Photo Gilles Paris 21 (c) Didier Gaillard-Hohlweg.jpgGilles Paris est l’auteur de huit romans qui ont tous connu un succès critique. Son best-seller Autobiographie d’une courgette a fait l’objet d’un film césarisé et multirécompensé en 2016. Je connais Gilles depuis les années 2000, lui étant attaché de presse et moi journaliste (parfois) littéraire, nous avons « travaillé » ensemble. Puis, je l’ai interviewé pour des livres qu’il a écrit (mandorisation là en 2012, en 2014, en 2017 et en 2018)… enfin, nous sommes devenus deux personnes qui aimons bien nous croiser.
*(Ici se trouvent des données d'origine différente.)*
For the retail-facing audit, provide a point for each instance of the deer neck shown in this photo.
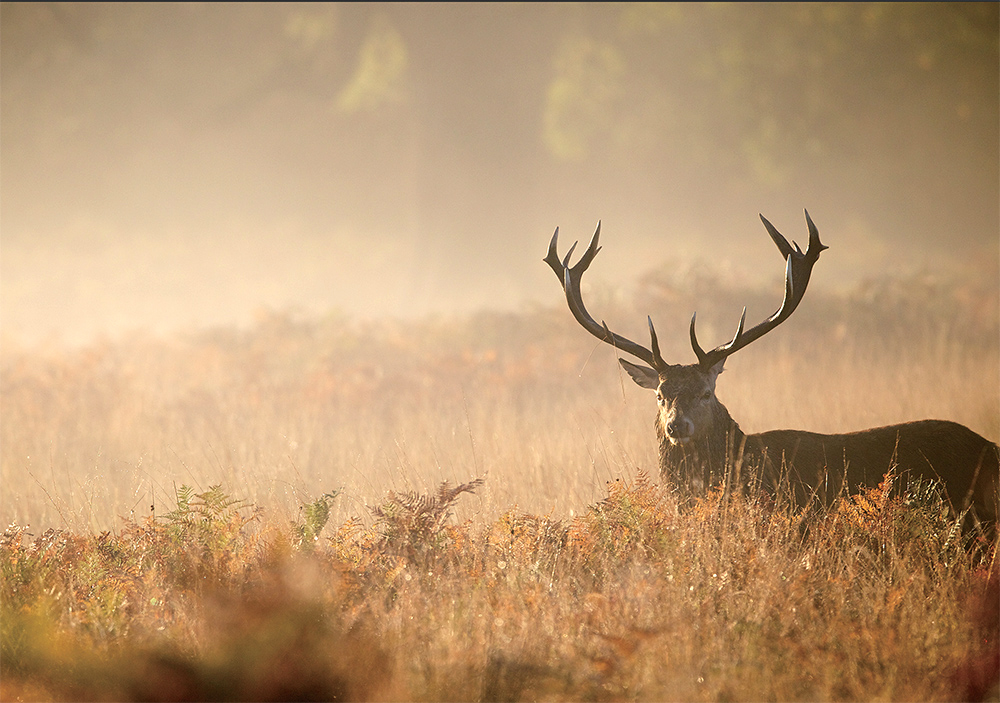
(701, 462)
Souvent.

En lisant Certains cœurs lâchent pour trois fois rien, récit dans lequel il raconte notamment huit dépressions (et tellement plus que cela), je me suis fait la réflexion qu’on ne connait jamais bien les gens que l’on fréquente. Ce livre est une leçon pour moi. Il faut ouvrir un peu plus les yeux devant nos amis… ils peuvent faire illusion, donner le change. Je n’ai strictement rien vu de la mélancolie de Gilles Paris et je m’en veux. Il me fallait donc lui en parler.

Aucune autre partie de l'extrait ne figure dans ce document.